Fishing's my hobby, and I'm not going to give it up for the style police or the bleeding heart cruelty brigade. Sea fishing from a fishing pier. I still get the "Has the pier been reinforced cos I can't swim" jokes, but they're getting less every day. Two reasons for that—I take my nephew with me, and for some reason most of them won't show me up in front of a kid, and the other reason is that I'm bloody good at fishing. I'm strong and, maybe it's because I appreciate them so much, the fish seem drawn to me.

My nephew Jack is a solid little guy but well proportioned. When I take him fishing though, I don't care about what he's going to look like, I care about whether he's going to be a fisherman, like me.

Early signs are good, really good. He knows how to cast. We've done some river fishing, but he knows that off fishing piers you don't cast. Some of the people here do, but it's wrong—fish go where the food is, and that's in the trenches around the pier supports. Not always the end of the pier. At high tide the middle is just as good and less crowded.

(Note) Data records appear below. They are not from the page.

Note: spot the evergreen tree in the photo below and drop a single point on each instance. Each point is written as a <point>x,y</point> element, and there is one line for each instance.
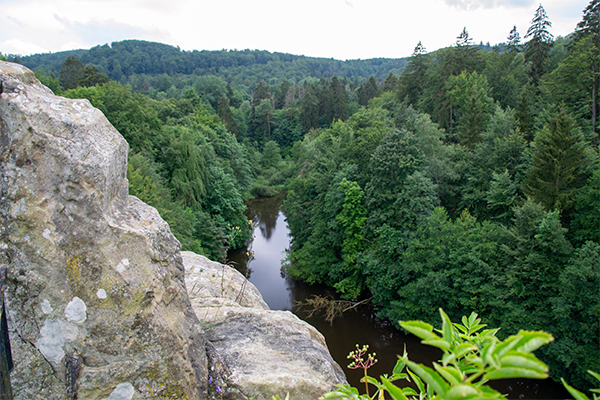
<point>338,107</point>
<point>281,96</point>
<point>514,40</point>
<point>367,91</point>
<point>390,83</point>
<point>559,159</point>
<point>261,92</point>
<point>590,24</point>
<point>226,116</point>
<point>464,56</point>
<point>71,73</point>
<point>412,80</point>
<point>539,44</point>
<point>590,27</point>
<point>91,77</point>
<point>309,109</point>
<point>524,116</point>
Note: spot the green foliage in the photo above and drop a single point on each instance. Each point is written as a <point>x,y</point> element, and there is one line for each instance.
<point>352,218</point>
<point>71,73</point>
<point>469,94</point>
<point>558,159</point>
<point>129,58</point>
<point>471,358</point>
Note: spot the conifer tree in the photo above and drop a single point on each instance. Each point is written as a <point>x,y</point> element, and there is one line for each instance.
<point>539,44</point>
<point>338,99</point>
<point>412,80</point>
<point>558,162</point>
<point>367,91</point>
<point>590,23</point>
<point>514,39</point>
<point>227,116</point>
<point>71,73</point>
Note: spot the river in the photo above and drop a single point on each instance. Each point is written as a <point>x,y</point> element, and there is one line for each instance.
<point>261,263</point>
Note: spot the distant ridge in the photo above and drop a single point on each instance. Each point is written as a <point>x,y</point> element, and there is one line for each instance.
<point>121,60</point>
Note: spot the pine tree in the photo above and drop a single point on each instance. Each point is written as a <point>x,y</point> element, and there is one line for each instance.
<point>538,47</point>
<point>590,23</point>
<point>514,40</point>
<point>589,26</point>
<point>226,116</point>
<point>558,160</point>
<point>412,79</point>
<point>339,100</point>
<point>261,92</point>
<point>367,91</point>
<point>71,73</point>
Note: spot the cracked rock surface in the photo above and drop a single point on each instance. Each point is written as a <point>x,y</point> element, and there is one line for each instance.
<point>96,298</point>
<point>262,352</point>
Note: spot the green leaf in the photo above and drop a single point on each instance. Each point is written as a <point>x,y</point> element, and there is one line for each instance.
<point>437,342</point>
<point>488,352</point>
<point>448,358</point>
<point>429,376</point>
<point>507,345</point>
<point>446,327</point>
<point>514,372</point>
<point>463,349</point>
<point>393,390</point>
<point>450,374</point>
<point>420,329</point>
<point>462,392</point>
<point>475,361</point>
<point>577,395</point>
<point>399,367</point>
<point>594,374</point>
<point>370,380</point>
<point>417,381</point>
<point>532,341</point>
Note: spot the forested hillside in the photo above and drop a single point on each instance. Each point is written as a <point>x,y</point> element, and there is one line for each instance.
<point>139,63</point>
<point>468,180</point>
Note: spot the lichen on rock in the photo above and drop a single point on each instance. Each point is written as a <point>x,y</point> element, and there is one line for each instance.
<point>67,225</point>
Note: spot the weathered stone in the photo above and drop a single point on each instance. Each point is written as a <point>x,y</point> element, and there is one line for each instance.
<point>259,352</point>
<point>96,295</point>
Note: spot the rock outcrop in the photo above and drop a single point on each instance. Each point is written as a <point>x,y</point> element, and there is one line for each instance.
<point>264,352</point>
<point>96,293</point>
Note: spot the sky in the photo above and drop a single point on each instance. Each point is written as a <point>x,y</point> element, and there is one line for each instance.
<point>339,29</point>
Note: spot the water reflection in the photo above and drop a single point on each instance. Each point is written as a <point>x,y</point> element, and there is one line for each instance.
<point>359,326</point>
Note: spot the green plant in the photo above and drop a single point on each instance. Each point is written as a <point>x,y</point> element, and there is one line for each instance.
<point>472,357</point>
<point>358,362</point>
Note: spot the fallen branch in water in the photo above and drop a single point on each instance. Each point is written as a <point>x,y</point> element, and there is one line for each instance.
<point>331,307</point>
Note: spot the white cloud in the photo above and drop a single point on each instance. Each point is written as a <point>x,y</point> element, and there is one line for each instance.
<point>18,46</point>
<point>476,4</point>
<point>341,29</point>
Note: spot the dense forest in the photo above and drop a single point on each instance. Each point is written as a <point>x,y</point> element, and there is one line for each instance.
<point>145,65</point>
<point>467,179</point>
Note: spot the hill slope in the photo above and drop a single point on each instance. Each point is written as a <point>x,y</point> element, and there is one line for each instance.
<point>243,67</point>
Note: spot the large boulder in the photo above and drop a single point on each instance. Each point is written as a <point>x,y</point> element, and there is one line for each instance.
<point>96,298</point>
<point>255,352</point>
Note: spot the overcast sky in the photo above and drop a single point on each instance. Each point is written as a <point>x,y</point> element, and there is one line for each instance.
<point>340,29</point>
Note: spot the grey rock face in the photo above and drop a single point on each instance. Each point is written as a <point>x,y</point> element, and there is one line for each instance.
<point>96,296</point>
<point>257,352</point>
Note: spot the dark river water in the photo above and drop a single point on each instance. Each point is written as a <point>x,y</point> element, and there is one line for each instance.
<point>261,263</point>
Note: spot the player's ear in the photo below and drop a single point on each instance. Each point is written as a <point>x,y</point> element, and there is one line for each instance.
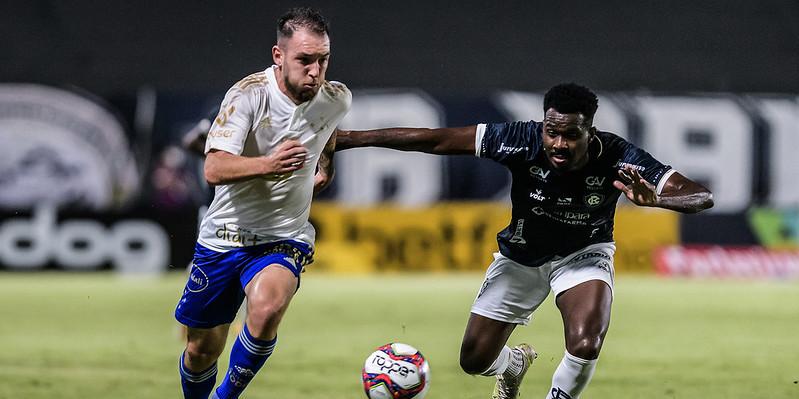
<point>277,55</point>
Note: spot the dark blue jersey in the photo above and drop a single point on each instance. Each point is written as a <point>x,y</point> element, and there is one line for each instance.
<point>556,213</point>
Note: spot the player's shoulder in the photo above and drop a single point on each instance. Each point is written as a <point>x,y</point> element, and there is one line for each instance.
<point>252,82</point>
<point>612,142</point>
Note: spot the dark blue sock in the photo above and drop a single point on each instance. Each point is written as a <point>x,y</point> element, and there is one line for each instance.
<point>246,358</point>
<point>197,385</point>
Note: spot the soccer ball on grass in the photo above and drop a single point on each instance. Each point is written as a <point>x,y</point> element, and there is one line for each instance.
<point>396,371</point>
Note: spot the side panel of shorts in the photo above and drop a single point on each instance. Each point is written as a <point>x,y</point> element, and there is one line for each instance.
<point>511,292</point>
<point>215,288</point>
<point>594,262</point>
<point>213,293</point>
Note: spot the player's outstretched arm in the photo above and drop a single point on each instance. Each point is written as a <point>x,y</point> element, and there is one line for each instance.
<point>448,140</point>
<point>679,193</point>
<point>222,167</point>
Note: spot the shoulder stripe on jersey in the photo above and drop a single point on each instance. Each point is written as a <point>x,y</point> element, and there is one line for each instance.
<point>478,138</point>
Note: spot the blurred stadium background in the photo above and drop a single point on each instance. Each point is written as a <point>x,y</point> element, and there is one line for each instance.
<point>96,99</point>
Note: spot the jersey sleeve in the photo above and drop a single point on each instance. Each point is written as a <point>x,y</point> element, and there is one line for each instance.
<point>650,168</point>
<point>233,122</point>
<point>508,142</point>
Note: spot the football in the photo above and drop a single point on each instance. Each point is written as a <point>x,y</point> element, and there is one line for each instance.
<point>396,371</point>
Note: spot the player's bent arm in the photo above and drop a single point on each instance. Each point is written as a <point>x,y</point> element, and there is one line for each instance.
<point>447,140</point>
<point>324,167</point>
<point>682,194</point>
<point>222,167</point>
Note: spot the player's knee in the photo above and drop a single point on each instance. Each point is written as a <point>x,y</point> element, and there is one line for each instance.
<point>267,310</point>
<point>202,354</point>
<point>585,347</point>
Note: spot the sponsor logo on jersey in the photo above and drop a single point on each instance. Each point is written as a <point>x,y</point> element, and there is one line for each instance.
<point>537,196</point>
<point>622,165</point>
<point>594,181</point>
<point>221,133</point>
<point>511,150</point>
<point>539,173</point>
<point>231,233</point>
<point>568,217</point>
<point>594,199</point>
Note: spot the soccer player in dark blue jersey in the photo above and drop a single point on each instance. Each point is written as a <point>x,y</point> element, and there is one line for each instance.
<point>566,179</point>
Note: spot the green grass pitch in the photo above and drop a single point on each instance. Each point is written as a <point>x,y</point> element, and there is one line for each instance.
<point>102,336</point>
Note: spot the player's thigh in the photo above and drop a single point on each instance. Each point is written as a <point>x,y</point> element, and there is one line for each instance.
<point>511,292</point>
<point>583,285</point>
<point>270,291</point>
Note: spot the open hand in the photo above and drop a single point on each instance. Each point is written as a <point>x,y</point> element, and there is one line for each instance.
<point>636,188</point>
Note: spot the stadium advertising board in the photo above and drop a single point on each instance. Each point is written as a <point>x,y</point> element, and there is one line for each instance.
<point>454,236</point>
<point>135,242</point>
<point>727,262</point>
<point>69,153</point>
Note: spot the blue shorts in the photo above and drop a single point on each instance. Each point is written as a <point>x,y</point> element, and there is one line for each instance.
<point>215,288</point>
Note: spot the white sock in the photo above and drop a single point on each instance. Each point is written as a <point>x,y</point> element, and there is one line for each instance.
<point>571,377</point>
<point>501,363</point>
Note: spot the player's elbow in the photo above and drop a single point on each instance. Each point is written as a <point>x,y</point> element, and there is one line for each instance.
<point>212,173</point>
<point>705,201</point>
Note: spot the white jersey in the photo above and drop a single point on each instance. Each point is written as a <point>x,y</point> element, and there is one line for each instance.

I've never had to say any of this to him, but he's seen and he knows. He's a great caster is Jack, and he could be all fancy. Some of his friends come with their dads or granddads, but his quiet excellence in one so young astounds me sometimes. Coalfish, mackerel, bass, mullet he lands with ease. No plaice or sole yet, those are treats that even I only rarely hook, but there's time.

We don't say much him and me. But his fish speak volumes. If the fat jokes are flying, he lands dogfish, conger, garfish, tub gurnard—ugly fish, livid, scowling. The jokes stop. If it's a sunny day and the lines are singing, he'll catch flounder, black bream, pollack and the hushed respect of those around us sustains us until that evening's feast.

One day soon he'll be as good a fisherman as I am, and I'll have achieved more than most thin people do in a lifetime.